Y eso se llama esperanza. Que disfruten y vean lo que a nosotros nos abrió los ojos al milagro de la noche mas hermosa. Que el cielo se comporte conforme a su rango. Que la entrega del testigo sea la insignia más brillante en sus pechos anhelantes de descifrar el misterio. Que las piernas acoplen el ritmo de ansias contenidas. Que nunca olviden, para que siempre perdure este prodigio. Que estalle en ellos la fuerza que nunca perdemos. Que todo salga bien.

Y son conversaciones de ese invierno que nunca parece rendirse y dejar paso. Y son preguntas con una sola respuesta. La única que nos sirvió tantos años antes. Mejor espérate. Y lo verás. Y creerás. Y serás tropa fiel para siempre. Y ves que el reconocimiento que se les da como escoltas, de pronto los hace tan mayores. Buenos hijos. Semilla de esperanza. Legionarios de la nueva Roma. Armaos nuevos de Sevilla.
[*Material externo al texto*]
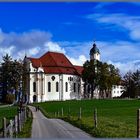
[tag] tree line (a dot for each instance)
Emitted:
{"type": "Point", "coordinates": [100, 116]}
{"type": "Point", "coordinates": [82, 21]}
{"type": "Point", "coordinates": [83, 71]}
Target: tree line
{"type": "Point", "coordinates": [102, 76]}
{"type": "Point", "coordinates": [12, 77]}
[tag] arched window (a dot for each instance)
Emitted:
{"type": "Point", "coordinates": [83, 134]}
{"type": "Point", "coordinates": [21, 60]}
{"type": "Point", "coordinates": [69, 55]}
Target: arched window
{"type": "Point", "coordinates": [49, 86]}
{"type": "Point", "coordinates": [66, 85]}
{"type": "Point", "coordinates": [34, 86]}
{"type": "Point", "coordinates": [74, 87]}
{"type": "Point", "coordinates": [57, 86]}
{"type": "Point", "coordinates": [88, 88]}
{"type": "Point", "coordinates": [78, 88]}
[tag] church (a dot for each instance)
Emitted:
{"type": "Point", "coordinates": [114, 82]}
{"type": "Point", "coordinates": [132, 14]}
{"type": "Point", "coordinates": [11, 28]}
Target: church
{"type": "Point", "coordinates": [52, 77]}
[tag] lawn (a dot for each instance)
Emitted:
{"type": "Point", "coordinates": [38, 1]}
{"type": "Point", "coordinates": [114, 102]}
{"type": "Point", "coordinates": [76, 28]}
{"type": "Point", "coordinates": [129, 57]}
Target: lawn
{"type": "Point", "coordinates": [116, 118]}
{"type": "Point", "coordinates": [8, 112]}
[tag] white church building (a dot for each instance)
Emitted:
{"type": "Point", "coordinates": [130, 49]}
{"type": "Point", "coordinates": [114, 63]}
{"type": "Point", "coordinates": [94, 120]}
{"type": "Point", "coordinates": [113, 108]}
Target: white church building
{"type": "Point", "coordinates": [54, 77]}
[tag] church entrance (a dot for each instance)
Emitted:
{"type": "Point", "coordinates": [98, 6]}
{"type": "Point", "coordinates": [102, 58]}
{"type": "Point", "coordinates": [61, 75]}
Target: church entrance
{"type": "Point", "coordinates": [34, 98]}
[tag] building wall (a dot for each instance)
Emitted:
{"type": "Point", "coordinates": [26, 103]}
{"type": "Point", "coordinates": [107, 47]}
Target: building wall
{"type": "Point", "coordinates": [95, 57]}
{"type": "Point", "coordinates": [41, 79]}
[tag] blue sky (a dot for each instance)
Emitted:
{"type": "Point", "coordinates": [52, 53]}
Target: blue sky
{"type": "Point", "coordinates": [71, 28]}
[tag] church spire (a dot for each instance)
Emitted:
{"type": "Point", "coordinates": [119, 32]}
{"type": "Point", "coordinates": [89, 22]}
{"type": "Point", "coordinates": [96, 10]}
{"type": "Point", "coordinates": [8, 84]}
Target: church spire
{"type": "Point", "coordinates": [94, 52]}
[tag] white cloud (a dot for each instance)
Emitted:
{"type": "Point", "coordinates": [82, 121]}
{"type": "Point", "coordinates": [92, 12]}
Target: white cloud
{"type": "Point", "coordinates": [52, 46]}
{"type": "Point", "coordinates": [129, 23]}
{"type": "Point", "coordinates": [16, 44]}
{"type": "Point", "coordinates": [9, 50]}
{"type": "Point", "coordinates": [34, 51]}
{"type": "Point", "coordinates": [77, 61]}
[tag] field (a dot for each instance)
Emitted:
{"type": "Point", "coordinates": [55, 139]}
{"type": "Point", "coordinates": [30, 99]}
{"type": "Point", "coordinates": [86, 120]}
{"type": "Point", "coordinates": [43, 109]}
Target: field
{"type": "Point", "coordinates": [115, 118]}
{"type": "Point", "coordinates": [8, 112]}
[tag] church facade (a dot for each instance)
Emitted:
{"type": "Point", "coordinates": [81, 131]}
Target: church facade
{"type": "Point", "coordinates": [54, 77]}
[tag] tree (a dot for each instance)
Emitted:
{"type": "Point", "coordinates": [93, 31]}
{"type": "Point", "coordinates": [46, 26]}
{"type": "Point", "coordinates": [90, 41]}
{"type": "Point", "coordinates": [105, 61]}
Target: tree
{"type": "Point", "coordinates": [132, 84]}
{"type": "Point", "coordinates": [11, 75]}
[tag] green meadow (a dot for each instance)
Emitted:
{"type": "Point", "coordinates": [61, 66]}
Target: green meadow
{"type": "Point", "coordinates": [7, 112]}
{"type": "Point", "coordinates": [115, 118]}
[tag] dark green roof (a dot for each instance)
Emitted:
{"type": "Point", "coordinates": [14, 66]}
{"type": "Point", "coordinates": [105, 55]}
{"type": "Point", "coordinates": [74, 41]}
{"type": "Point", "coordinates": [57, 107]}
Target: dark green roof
{"type": "Point", "coordinates": [94, 50]}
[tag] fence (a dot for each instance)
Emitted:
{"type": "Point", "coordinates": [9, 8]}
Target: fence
{"type": "Point", "coordinates": [12, 128]}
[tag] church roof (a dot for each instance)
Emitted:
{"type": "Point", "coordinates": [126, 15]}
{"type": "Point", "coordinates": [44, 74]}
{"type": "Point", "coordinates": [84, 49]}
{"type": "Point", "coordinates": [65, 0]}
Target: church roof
{"type": "Point", "coordinates": [94, 49]}
{"type": "Point", "coordinates": [56, 63]}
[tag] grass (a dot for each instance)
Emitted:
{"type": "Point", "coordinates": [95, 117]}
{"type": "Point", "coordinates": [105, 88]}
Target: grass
{"type": "Point", "coordinates": [116, 118]}
{"type": "Point", "coordinates": [27, 127]}
{"type": "Point", "coordinates": [7, 112]}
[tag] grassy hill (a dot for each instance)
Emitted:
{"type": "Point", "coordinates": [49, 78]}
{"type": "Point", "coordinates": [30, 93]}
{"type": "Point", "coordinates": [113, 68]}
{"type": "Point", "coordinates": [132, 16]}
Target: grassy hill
{"type": "Point", "coordinates": [116, 118]}
{"type": "Point", "coordinates": [8, 112]}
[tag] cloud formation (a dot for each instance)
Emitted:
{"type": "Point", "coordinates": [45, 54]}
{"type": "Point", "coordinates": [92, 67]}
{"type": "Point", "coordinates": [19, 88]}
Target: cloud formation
{"type": "Point", "coordinates": [124, 21]}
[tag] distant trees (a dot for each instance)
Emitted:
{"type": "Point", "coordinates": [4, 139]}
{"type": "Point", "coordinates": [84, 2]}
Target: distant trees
{"type": "Point", "coordinates": [99, 75]}
{"type": "Point", "coordinates": [132, 84]}
{"type": "Point", "coordinates": [11, 72]}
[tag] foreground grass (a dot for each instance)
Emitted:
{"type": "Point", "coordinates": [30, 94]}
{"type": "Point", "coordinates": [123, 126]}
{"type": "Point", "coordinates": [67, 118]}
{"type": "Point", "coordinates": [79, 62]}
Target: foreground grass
{"type": "Point", "coordinates": [7, 112]}
{"type": "Point", "coordinates": [27, 128]}
{"type": "Point", "coordinates": [116, 118]}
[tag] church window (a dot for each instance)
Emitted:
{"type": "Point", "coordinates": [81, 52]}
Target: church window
{"type": "Point", "coordinates": [74, 87]}
{"type": "Point", "coordinates": [66, 84]}
{"type": "Point", "coordinates": [34, 86]}
{"type": "Point", "coordinates": [49, 86]}
{"type": "Point", "coordinates": [88, 88]}
{"type": "Point", "coordinates": [78, 88]}
{"type": "Point", "coordinates": [57, 86]}
{"type": "Point", "coordinates": [53, 78]}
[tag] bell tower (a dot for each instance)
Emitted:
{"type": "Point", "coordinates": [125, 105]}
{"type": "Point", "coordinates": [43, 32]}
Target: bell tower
{"type": "Point", "coordinates": [94, 53]}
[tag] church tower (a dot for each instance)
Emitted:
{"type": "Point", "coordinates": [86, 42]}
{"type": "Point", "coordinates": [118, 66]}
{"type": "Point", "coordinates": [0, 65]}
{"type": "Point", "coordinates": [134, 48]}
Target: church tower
{"type": "Point", "coordinates": [94, 53]}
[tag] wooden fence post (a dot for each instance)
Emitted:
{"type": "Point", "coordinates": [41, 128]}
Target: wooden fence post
{"type": "Point", "coordinates": [4, 128]}
{"type": "Point", "coordinates": [62, 112]}
{"type": "Point", "coordinates": [16, 125]}
{"type": "Point", "coordinates": [95, 118]}
{"type": "Point", "coordinates": [138, 123]}
{"type": "Point", "coordinates": [79, 115]}
{"type": "Point", "coordinates": [11, 128]}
Por eso, cuando una horda de la peor escoria les pisotea la magia que apenas rozaban. Cuando canallitas sin corazón, vierten la basura de su crianza en lo que iba a ser inigualable escenario, transformándolo en cruel miseria que pudo truncar vidas. Cuando, fríamente, disfrutaron con ensaña de la cosecha abyecta que sus desconocidos padres les sembraron. Cuando gentuza sin alma, se lo pasa de puta madre viendo el dolor, y el horror en personas que no conocen, pero que parecen merecer su cobarde hegemonía. Cuando existen, respiran, y se manifiestan, pues claro, uno como que se cabrea. Y a lo mejor se espera semanas, o meses, para no ser incorrecto en el escrito. Pero que va. Se recuerda, y sigue ahí, doliendo. Y sigue indignando. Porque ya están en la calle los tres o cuatro tarados que se dejaron coger.
Robaron la esperanza , y nos robaron el puente. Hicieron de la noche del mejor silencio, un infame calvario. No pudieron causar mayor dolor, ni les importaba. Y esparcieron angustia. Y hasta aquí, por tratar de ser coherente con lo que creo, hasta podría pensarme poner la otra mejilla.

Pero no os perdono el miedo que vuestras sucias manos llevaron a los preciosos ojos de mi hija. Miserables.